Méfiez-vous des stratégies "communautaires" : une clientèle électorale peut en cacher une autre…
De nombreux hommes politiques professent aujourd’hui, à propos des juifs et d’Israël, un cynisme tranquille. Ils font valoir qu’on ne compte en France qu’un peu plus de 500 000 juifs, soit moins de 1 % d’une population totale de près de 64 millions d’habitants, alors que les musulmans, de leur côté, seraient 6 millions selon l’estimation la plus basse, ou 8 à 9 millions selon une estimation haute, soit 10 à 15 % de la population. Electoralement, il faudrait donc miser sur les seconds plutôt que sur les premiers. C’est ce qu'affirmait, voici quelques années, l'universitaire Pascal Boniface, alors membre du PS. Et ce que sous-entend Philippe Douste-Blazy, l’actuel ministre UMP des Affaires étrangères, quand il déclare – je cite – que « la politique étrangère de la France doit refléter la diversité de la société française ».
Ce raisonnement n’est pas seulement contraire à l’éthique politique. Il est faux. D’abord, une partie importante des musulmans vivant en France ne sont pas citoyens français. Une autre partie est âgée de moins de dix-huit ans. C’est autant à soustraire d’un prétendu vote islamique. Ensuite, les musulmans qui votent ne forment pas un bloc monolithique. Les communautés berbères, et tout particulièrement kabyles, les milieux kurdes, certains milieux musulmans africains, acceptent la démocratie laïque à l’occidentale et adoptent une attitude ouverte, voire même positive, à l’égard d’Israël.
Mais à la surestimation du vote islamique s’ajoute une sous-estimation du vote juif ou judéophile.
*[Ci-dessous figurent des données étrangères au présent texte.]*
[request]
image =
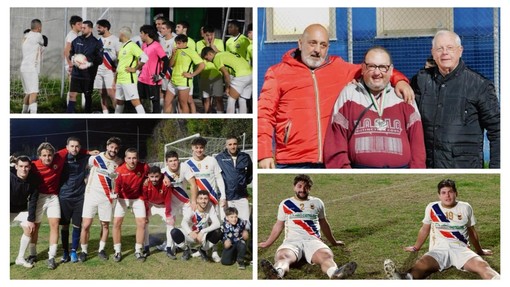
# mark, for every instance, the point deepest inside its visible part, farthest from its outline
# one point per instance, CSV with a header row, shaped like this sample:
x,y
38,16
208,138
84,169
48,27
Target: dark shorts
x,y
147,91
71,210
79,85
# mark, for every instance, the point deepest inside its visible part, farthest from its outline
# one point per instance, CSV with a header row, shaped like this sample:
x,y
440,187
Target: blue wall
x,y
474,25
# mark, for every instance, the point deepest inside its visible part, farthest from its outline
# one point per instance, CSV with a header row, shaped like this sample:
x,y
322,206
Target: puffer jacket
x,y
455,111
296,103
236,177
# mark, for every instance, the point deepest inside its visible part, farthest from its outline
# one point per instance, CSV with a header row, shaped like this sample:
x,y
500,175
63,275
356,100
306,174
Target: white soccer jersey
x,y
111,46
449,225
31,49
207,176
99,181
180,183
301,218
194,220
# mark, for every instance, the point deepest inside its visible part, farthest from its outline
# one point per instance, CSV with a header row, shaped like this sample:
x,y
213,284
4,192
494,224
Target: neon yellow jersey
x,y
238,45
185,59
210,71
236,65
129,54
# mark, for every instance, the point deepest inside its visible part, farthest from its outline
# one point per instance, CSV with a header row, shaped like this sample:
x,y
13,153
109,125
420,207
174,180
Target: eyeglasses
x,y
382,68
448,49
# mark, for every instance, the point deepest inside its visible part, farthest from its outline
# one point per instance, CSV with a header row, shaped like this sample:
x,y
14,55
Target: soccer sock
x,y
53,251
32,248
64,234
32,108
331,270
242,106
231,105
117,247
119,109
139,109
23,244
76,238
70,106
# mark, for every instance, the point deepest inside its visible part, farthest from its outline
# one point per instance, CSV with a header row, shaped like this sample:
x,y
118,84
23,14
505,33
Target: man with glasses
x,y
457,105
371,126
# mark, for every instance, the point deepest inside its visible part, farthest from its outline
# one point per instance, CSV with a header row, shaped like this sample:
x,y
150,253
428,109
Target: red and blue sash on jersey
x,y
308,225
204,184
105,181
178,191
108,62
437,215
196,219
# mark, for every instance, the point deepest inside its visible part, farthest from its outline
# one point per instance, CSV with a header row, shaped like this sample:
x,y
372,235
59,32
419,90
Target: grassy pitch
x,y
376,215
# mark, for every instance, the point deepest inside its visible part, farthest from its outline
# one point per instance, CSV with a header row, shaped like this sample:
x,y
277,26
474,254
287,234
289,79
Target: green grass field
x,y
378,214
157,265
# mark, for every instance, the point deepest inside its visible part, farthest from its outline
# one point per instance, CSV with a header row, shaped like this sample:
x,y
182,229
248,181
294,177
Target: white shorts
x,y
243,207
126,92
242,85
211,87
96,202
30,82
48,203
173,89
453,254
137,206
304,247
21,218
104,80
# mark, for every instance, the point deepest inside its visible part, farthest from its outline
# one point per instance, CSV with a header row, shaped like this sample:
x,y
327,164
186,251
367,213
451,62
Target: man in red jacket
x,y
297,99
131,175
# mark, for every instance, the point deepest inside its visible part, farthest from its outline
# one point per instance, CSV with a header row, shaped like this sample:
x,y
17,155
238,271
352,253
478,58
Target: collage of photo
x,y
326,143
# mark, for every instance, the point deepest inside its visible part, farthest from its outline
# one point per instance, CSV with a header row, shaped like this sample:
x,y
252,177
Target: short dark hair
x,y
88,23
171,153
75,139
154,169
446,183
75,19
199,140
203,192
205,51
305,178
114,140
230,211
181,38
104,23
131,150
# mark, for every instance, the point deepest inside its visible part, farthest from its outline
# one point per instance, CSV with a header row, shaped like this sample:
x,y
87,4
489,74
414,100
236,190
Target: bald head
x,y
314,44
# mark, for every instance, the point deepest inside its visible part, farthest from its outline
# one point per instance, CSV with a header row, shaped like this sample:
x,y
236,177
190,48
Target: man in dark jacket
x,y
71,196
23,195
84,72
456,105
237,172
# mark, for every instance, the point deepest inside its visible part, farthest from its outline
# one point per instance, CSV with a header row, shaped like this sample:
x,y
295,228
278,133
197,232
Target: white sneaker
x,y
216,258
24,263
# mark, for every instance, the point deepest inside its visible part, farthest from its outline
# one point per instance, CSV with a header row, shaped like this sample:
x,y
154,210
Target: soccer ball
x,y
79,59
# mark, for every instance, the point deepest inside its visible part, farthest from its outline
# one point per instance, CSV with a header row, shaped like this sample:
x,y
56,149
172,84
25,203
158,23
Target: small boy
x,y
234,239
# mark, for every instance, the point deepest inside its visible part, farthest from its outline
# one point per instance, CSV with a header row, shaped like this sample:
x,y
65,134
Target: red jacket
x,y
296,103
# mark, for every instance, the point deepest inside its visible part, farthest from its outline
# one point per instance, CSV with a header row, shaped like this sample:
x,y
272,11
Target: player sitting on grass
x,y
303,217
451,225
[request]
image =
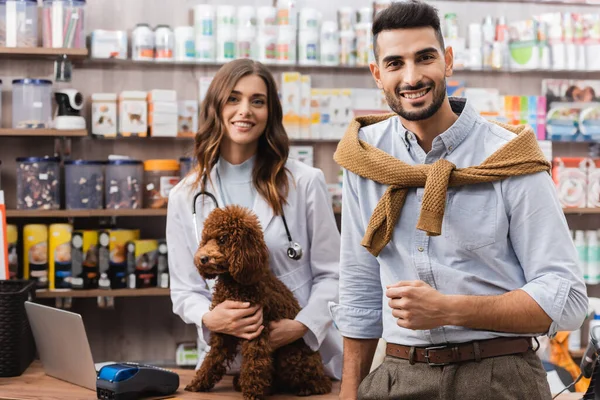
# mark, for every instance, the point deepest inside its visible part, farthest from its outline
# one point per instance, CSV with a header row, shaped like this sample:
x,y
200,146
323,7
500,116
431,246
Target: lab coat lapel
x,y
263,211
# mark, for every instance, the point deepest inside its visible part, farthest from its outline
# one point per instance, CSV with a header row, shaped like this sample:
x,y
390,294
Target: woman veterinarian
x,y
242,158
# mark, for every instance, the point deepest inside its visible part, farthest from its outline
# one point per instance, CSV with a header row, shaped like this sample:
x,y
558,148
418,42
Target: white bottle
x,y
593,258
582,252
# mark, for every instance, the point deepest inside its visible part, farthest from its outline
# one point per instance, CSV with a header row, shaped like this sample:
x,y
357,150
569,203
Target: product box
x,y
133,114
12,236
570,175
162,264
84,260
593,186
4,267
117,270
35,254
290,102
142,263
305,107
303,154
108,44
315,113
187,118
59,263
104,114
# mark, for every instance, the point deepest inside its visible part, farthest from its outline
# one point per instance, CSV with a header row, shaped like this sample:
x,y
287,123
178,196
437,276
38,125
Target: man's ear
x,y
449,58
376,74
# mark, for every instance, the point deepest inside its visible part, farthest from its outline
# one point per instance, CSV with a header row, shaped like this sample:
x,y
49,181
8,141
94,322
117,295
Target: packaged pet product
x,y
35,254
570,177
187,118
133,113
104,259
84,260
12,236
117,269
160,176
104,114
59,241
142,43
290,102
162,264
142,263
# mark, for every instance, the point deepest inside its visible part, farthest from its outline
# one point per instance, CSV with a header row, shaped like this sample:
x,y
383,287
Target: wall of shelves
x,y
142,325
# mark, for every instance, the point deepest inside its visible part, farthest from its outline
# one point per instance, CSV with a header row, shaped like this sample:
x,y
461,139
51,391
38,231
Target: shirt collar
x,y
451,138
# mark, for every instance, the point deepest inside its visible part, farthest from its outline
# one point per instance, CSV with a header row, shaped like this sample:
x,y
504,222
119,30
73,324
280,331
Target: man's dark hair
x,y
404,15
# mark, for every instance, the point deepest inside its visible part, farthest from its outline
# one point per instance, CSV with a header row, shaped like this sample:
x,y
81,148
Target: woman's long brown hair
x,y
270,174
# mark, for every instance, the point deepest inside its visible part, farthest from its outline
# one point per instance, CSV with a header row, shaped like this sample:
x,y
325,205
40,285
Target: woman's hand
x,y
285,331
235,318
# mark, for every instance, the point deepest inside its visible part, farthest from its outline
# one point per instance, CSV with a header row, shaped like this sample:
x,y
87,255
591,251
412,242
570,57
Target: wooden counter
x,y
35,385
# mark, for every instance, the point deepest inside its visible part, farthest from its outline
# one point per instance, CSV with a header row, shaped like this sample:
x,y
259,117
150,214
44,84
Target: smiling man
x,y
454,246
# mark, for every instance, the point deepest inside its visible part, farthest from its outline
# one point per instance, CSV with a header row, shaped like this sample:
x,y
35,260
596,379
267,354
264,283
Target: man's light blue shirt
x,y
496,237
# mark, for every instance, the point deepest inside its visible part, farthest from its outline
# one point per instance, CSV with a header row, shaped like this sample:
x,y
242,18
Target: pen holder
x,y
17,347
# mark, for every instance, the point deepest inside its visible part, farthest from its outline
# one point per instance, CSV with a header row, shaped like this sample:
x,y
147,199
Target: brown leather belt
x,y
460,352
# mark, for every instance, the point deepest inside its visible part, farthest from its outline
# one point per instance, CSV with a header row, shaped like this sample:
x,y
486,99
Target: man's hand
x,y
285,331
417,305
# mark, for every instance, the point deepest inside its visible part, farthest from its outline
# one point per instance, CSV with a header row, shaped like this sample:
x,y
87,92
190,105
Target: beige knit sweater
x,y
520,156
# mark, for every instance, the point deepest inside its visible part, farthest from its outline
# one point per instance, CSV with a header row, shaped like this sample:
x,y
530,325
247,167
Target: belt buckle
x,y
431,364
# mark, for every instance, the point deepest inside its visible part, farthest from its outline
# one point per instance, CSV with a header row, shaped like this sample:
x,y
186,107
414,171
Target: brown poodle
x,y
234,251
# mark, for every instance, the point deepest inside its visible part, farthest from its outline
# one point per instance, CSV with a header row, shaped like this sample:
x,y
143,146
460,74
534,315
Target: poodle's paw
x,y
322,387
197,386
236,383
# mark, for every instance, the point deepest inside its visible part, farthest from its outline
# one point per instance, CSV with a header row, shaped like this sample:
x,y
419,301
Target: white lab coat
x,y
313,279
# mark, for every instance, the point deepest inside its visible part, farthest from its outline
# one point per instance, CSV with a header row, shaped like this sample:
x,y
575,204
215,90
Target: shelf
x,y
43,133
143,212
577,353
42,52
61,293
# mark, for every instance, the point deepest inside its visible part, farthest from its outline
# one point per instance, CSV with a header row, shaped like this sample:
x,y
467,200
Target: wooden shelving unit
x,y
143,212
43,133
62,293
42,52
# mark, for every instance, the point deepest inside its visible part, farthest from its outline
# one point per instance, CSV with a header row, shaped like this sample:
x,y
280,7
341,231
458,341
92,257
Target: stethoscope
x,y
294,250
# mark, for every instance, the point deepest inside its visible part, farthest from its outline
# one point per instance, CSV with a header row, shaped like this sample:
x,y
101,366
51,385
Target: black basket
x,y
17,347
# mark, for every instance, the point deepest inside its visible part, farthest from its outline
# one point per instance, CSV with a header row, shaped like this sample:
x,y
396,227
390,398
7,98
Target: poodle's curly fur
x,y
233,250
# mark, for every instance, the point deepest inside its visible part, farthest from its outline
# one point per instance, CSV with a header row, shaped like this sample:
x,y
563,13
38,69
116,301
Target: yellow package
x,y
117,269
35,254
84,260
142,261
59,243
12,236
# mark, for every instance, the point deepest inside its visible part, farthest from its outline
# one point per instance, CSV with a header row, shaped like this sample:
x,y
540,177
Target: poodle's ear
x,y
249,258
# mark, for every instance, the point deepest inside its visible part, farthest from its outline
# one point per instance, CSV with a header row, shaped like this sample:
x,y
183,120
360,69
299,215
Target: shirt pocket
x,y
299,281
470,216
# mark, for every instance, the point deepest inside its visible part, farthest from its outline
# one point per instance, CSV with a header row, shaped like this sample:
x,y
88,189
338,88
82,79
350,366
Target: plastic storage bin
x,y
84,184
160,176
123,184
185,165
63,24
32,103
18,23
17,347
38,183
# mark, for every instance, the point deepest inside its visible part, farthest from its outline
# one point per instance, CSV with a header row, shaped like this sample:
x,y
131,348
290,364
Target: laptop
x,y
62,345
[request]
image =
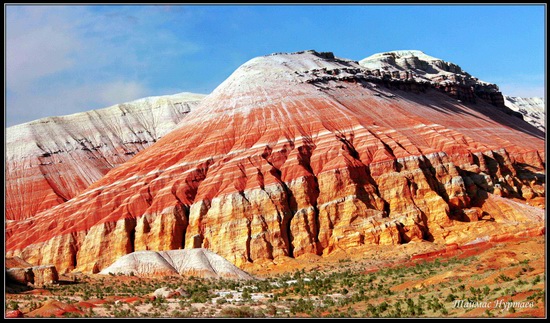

Des enquêtes sociologiques sur le comportement religieux des Français, il ressort en effet, depuis une vingtaine d’années, que si 1 % environ de la population française se définit comme juive et exclusivement juive, 1 % supplémentaire s’identifie largement ou assez largement au judaïsme, et 2 % de plus s’identifient en partie au judaïsme. A quoi ces chiffres correspondent-ils ? A un phénomène de marranisme, de judaïsme de mémoire, hors rituel ou appartenance institutionnelle, qui est bien plus répandu qu’on ne croit, en particulier dans les milieux achkénazes. Au souvenir d’une origine juive. Et enfin à un fort courant de proximité avec le judaïsme existant dans des milieux totalement non juifs, notamment chez des chrétiens pratiquants, protestants mais aussi, de plus en plus souvent, catholiques.
Au total, l’audience du judaïsme, c’est à dire l’ensemble des milieux portant une attention vive – susceptible de se traduire en comportement électoral – aux problèmes de la communauté juive, à la défense du judaïsme traditionnel, à l’antisémitisme et à la sécurité d’Israël, peut donc être évaluée à 4 % au moins de la société française et du corps électoral. Et sa structure socioéducative lui donne sans doute un effet de levier non négligeable dans le reste de la nation.
Une stratégie communautaire ou passant pour telle peut en cacher une autre.